During this week, I researched how to discretize a continuous colour palette with matplotlib. I had this problem with doing a data visualization in which I needed a sizeable discrete colour palette (i.e. 20). So, the solution is easily findable on the web if you’ve dealt with colourmaps in the past. However, I want to wrap up the why of the problem and how to solve it.
The above visualization shows 20 different lines that exhibit a clearly
convergence rate pattern between the hyperparameter \(\eta\) and some
performance measure such as the log-likelihood.
How can we map the \(\eta\) values to its specific lines? The natural option
is used colours, but you immediately notice that we have a problem with such large quantity
of different values for \(\eta\). Ok, it’s not really a problem, you can just
designed a custom_palette
(e.g. MetBrewer repo)
and code as follow:
from cycler import cycler
import matplotlib as mpl
custom_palette = ['#hexcode_1', ..., '#hexcode_20']
custom_cycler = (cycler(color=custom_palette))
plt.rc('axes', prop_cycle=custom_cycler)
If you didn’t know what Cycler is, it is just a
convenient way that matplotlib
provides to iterate for different style options
such as colours, line styles, and others.

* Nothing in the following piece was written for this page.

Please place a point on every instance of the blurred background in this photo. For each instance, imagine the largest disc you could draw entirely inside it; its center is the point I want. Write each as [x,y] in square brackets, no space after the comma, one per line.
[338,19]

But wait…, there is a constraint here; we want to exhibit a pattern through the colours–as we increase the magnitude of \(\eta\) the log-likelihood convergence rate increase as well–so we need this notion of a gradient. Look at the \(\eta\) values; there are jumping in regular steps of 0.005. That could be annoying for picking a colour’s sequence because we would have to be accountable for the regularity between any consecutive colours.
So, a continuous colormap (CMAP
) solve the previous issue, just we need a way
to discretize and pick N=20
colours.
cmap = plt.get_cmap(CMAP, N)
custom_palette = [mpl.colors.rgb2hex(cmap(i)) for i in range(cmap.N)]
Can we do better? Yes! It is possible to decouple the precision from the colour mapping to each of the 20-labels by highlighting particular lines (e.g. best, worst) using annotations. Then use a colourbar to communicate the \(\eta\)’s effect on the convergence rate as its value increases. The visualization will be way cleaner than the above visualization with two columns of labels.
The trick
is done by ScalerMappable
and requires passing two elements:
cmap
that can we recover from our custom_palette ListedColormap(custom_palette)
or using directly the original (‘RdBu’ in this case)BoundaryNorm
that
takes two inputs: the list and length of values (i.e. different \(\eta\) values)from matplotlib.colors import ListedColormap, BoundaryNorm
from matplotlib.cm import ScalarMappable
cbar = plt.colorbar(ScalarMappable(norm=BoundaryNorm(learning_rates,
ncolors=len(learning_rates)),
cmap=ListedColormap(custom_palette)));
cbar.ax.tick_params(labelsize=7)
That’s the way computer talks to each other.